Actually, this had been done many centuries ago to some degree, but with a different twist. The Early Fathers of the Christian Church had presumed that Seneca's writings resembled New Testament writings so much because Seneca 'must have been' a secret Christian. There is even an ancient forgery that claims to be a cordial, personal correspondence between Seneca and St. Paul.
However, Bruno Bauer cited the latest 19th century scholarship to show that if there were identical words and phrases between the writings of Seneca and the writings of the New Testament, the copying was all on the New Testament side, because Seneca wrote his Epistles a full generation before St. Paul wrote his.
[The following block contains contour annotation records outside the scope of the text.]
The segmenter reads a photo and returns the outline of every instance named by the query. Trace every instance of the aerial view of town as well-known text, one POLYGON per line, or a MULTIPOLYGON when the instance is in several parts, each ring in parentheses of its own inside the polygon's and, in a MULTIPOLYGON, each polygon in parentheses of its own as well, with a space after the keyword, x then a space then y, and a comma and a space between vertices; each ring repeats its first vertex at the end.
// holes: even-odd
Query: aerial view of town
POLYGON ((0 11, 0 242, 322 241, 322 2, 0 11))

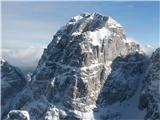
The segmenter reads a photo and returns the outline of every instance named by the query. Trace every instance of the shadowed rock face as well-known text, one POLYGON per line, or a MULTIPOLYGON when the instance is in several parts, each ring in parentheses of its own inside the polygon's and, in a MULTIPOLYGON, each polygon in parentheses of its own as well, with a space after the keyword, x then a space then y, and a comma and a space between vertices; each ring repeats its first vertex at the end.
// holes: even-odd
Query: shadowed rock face
POLYGON ((12 100, 20 92, 27 81, 24 74, 14 66, 8 64, 5 60, 0 60, 1 64, 1 109, 2 117, 12 106, 12 100))
MULTIPOLYGON (((135 55, 135 57, 132 56, 133 58, 122 60, 124 63, 119 63, 123 64, 121 68, 123 71, 134 66, 131 69, 135 72, 133 75, 140 73, 136 71, 140 64, 137 61, 143 61, 144 57, 138 58, 136 53, 139 56, 142 54, 140 46, 134 42, 128 43, 123 27, 111 17, 97 13, 73 17, 55 34, 52 42, 44 50, 32 76, 31 89, 34 98, 39 99, 45 96, 50 103, 65 108, 68 113, 71 112, 72 117, 77 116, 77 119, 83 119, 81 115, 74 113, 75 110, 90 112, 95 107, 97 97, 103 84, 109 79, 111 71, 118 72, 119 70, 118 67, 114 67, 118 70, 112 70, 112 62, 115 59, 118 57, 123 59, 128 54, 135 55)), ((123 74, 125 77, 125 72, 123 74)), ((127 73, 126 76, 131 77, 129 74, 127 73)), ((114 80, 111 79, 110 81, 114 80)), ((126 89, 131 88, 130 84, 134 85, 128 90, 129 92, 124 94, 124 97, 117 96, 112 102, 119 99, 125 100, 136 90, 135 82, 138 81, 135 81, 136 78, 122 79, 126 83, 119 89, 115 89, 121 91, 120 95, 126 92, 126 89)), ((118 82, 110 86, 108 90, 117 85, 118 82)))
MULTIPOLYGON (((140 46, 128 42, 123 27, 111 17, 75 16, 54 35, 12 108, 28 111, 31 120, 96 119, 97 106, 135 94, 145 59, 140 46)), ((107 114, 98 120, 119 117, 107 114)))
POLYGON ((146 110, 145 120, 160 119, 160 48, 153 52, 143 80, 139 108, 146 110))

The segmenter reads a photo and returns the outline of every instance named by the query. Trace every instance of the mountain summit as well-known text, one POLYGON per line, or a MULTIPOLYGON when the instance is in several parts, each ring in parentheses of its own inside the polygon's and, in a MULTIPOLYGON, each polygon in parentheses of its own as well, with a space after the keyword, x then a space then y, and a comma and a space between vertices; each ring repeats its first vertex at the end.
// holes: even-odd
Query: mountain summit
POLYGON ((142 119, 146 63, 140 45, 113 18, 80 14, 54 35, 10 110, 26 110, 31 120, 142 119))

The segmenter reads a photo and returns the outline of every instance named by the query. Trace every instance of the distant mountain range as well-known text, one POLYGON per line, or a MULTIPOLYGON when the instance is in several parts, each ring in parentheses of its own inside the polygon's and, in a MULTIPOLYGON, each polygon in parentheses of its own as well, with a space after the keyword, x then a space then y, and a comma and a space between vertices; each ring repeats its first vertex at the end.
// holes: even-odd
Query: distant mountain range
POLYGON ((3 120, 160 119, 160 48, 148 57, 110 16, 73 17, 31 77, 0 62, 3 120))

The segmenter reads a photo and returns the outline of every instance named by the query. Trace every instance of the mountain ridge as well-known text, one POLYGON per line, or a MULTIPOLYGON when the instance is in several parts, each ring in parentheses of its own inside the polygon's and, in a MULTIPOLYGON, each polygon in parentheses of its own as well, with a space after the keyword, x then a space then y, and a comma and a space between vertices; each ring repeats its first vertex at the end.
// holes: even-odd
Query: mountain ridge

That only gets us to chapter two.
Another remarkable fact about this book (a fact that I recently brought to the attention of Elaine Pagels) is that Bruno Bauer demonstrates that St. Paul's texts were clearly Gnostic in many essentials. Now, Elaine Pagels says she did not read Bruno Bauer, and I believe her, but every single citation made by Bauer about St. Paul's alleged Gnosticism is included in Ms. Pagels work on St. Paul (although Ms. Pagels goes on to give three times more examples than Bruno Bauer did in 1877). To me, this says a great deal about Bauer's insight so long ago.
This writing by Bruno Bauer has a key theme - that the writers of the New Testament were influenced to a significant degree by the existing Roman philosophers of the day, including Seneca, Philo, Josephus and others. Bauer does not just state this or give a few examples, but he provides a rigorous textual analysis and a penetrating historical analysis to make his points.
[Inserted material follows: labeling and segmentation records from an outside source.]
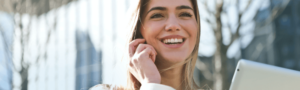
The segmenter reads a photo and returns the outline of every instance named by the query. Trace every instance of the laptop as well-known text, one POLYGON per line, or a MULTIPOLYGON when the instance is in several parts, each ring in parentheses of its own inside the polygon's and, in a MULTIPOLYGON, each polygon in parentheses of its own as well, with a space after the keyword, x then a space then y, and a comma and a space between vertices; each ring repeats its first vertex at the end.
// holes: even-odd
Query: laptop
POLYGON ((249 60, 240 60, 230 90, 300 90, 300 72, 249 60))

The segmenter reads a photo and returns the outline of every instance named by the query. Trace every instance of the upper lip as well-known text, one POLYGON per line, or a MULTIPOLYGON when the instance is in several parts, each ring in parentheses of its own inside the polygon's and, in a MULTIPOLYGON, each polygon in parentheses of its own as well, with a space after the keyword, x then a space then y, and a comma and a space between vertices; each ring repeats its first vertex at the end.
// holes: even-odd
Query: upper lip
POLYGON ((185 39, 183 36, 180 36, 180 35, 169 35, 169 36, 165 36, 163 38, 160 38, 160 40, 171 39, 171 38, 183 38, 183 39, 185 39))

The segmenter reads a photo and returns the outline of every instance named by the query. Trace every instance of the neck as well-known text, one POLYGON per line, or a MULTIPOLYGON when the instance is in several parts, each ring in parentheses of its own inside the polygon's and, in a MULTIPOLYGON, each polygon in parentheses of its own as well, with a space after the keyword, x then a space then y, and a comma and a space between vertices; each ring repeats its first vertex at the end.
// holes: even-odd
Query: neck
MULTIPOLYGON (((176 64, 167 65, 166 63, 164 63, 163 65, 161 65, 161 62, 160 62, 160 63, 156 63, 156 65, 159 70, 164 70, 164 69, 167 69, 167 68, 171 67, 172 65, 176 65, 176 64)), ((171 87, 175 88, 176 90, 181 90, 182 89, 183 66, 184 65, 176 65, 175 67, 173 67, 171 69, 162 71, 161 72, 161 84, 171 86, 171 87)))

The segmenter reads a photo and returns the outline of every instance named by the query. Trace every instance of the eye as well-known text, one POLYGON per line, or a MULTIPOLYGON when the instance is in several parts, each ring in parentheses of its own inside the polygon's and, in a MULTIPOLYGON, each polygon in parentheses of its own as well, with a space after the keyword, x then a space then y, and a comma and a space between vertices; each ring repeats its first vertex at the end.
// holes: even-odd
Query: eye
POLYGON ((161 18, 161 17, 164 17, 164 16, 160 13, 156 13, 156 14, 152 15, 150 18, 152 19, 152 18, 161 18))
POLYGON ((192 17, 192 15, 190 13, 187 13, 187 12, 183 12, 179 15, 180 17, 192 17))

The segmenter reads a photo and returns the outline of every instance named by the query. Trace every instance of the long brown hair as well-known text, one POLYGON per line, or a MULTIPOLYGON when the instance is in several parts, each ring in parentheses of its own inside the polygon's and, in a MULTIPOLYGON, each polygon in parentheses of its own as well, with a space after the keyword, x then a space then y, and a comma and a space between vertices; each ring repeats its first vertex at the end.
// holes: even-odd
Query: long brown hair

This book, like most books by Bruno Bauer, was not translated into English until a century after his death. This was unfair because he was so influential in his own day, but it is understandable when we recognize that Bauer was attacked by both the left wing as well as the right wing. Bauer's anti-communist stance earned him the total rejection of Marx and the Marxists, while Bauer's demand that we take a scientific approach to the Bible earned him the total rejection of fundamentalists and the right-wing regime of Prussia in 1841.
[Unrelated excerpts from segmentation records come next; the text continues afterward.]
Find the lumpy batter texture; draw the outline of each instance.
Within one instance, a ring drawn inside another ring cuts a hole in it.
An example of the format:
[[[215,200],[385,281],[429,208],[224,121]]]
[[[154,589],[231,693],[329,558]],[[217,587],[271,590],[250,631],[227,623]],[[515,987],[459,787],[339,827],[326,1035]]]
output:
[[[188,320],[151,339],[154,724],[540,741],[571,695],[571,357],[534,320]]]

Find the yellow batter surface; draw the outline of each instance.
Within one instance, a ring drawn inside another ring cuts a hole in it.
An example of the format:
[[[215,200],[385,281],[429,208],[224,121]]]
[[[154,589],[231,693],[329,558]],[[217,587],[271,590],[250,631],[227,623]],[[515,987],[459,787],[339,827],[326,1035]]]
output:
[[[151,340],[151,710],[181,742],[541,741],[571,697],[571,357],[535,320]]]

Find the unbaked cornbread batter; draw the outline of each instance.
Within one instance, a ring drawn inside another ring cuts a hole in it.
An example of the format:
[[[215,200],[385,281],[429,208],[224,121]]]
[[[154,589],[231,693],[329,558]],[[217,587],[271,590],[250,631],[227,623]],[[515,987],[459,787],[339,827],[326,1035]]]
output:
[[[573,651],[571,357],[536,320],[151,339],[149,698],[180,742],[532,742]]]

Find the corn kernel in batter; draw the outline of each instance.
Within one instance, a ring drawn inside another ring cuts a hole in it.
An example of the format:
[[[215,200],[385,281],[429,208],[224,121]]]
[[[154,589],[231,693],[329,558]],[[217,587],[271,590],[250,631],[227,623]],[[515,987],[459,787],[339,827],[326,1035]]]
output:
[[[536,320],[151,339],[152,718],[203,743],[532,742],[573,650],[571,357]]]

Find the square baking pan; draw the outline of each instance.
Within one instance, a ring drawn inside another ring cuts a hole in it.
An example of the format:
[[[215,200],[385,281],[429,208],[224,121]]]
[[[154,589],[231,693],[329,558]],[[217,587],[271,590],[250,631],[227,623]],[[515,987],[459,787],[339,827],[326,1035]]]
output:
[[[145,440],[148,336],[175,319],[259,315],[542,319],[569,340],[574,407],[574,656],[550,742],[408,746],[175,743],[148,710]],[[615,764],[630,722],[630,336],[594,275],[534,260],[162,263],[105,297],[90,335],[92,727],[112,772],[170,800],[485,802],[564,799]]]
Although this translation has many typographical errors and the wit, wisdom and genius of Bauer's prose does not shine through this translation, the fact is that this is the first edition of the first time that CHRIST AND THE CAESARS has been translated into English, and if a second edition will ever come, this first edition must be successful. That is why I give it the highest rating. I believe in Bauer, and I want him to have more attention.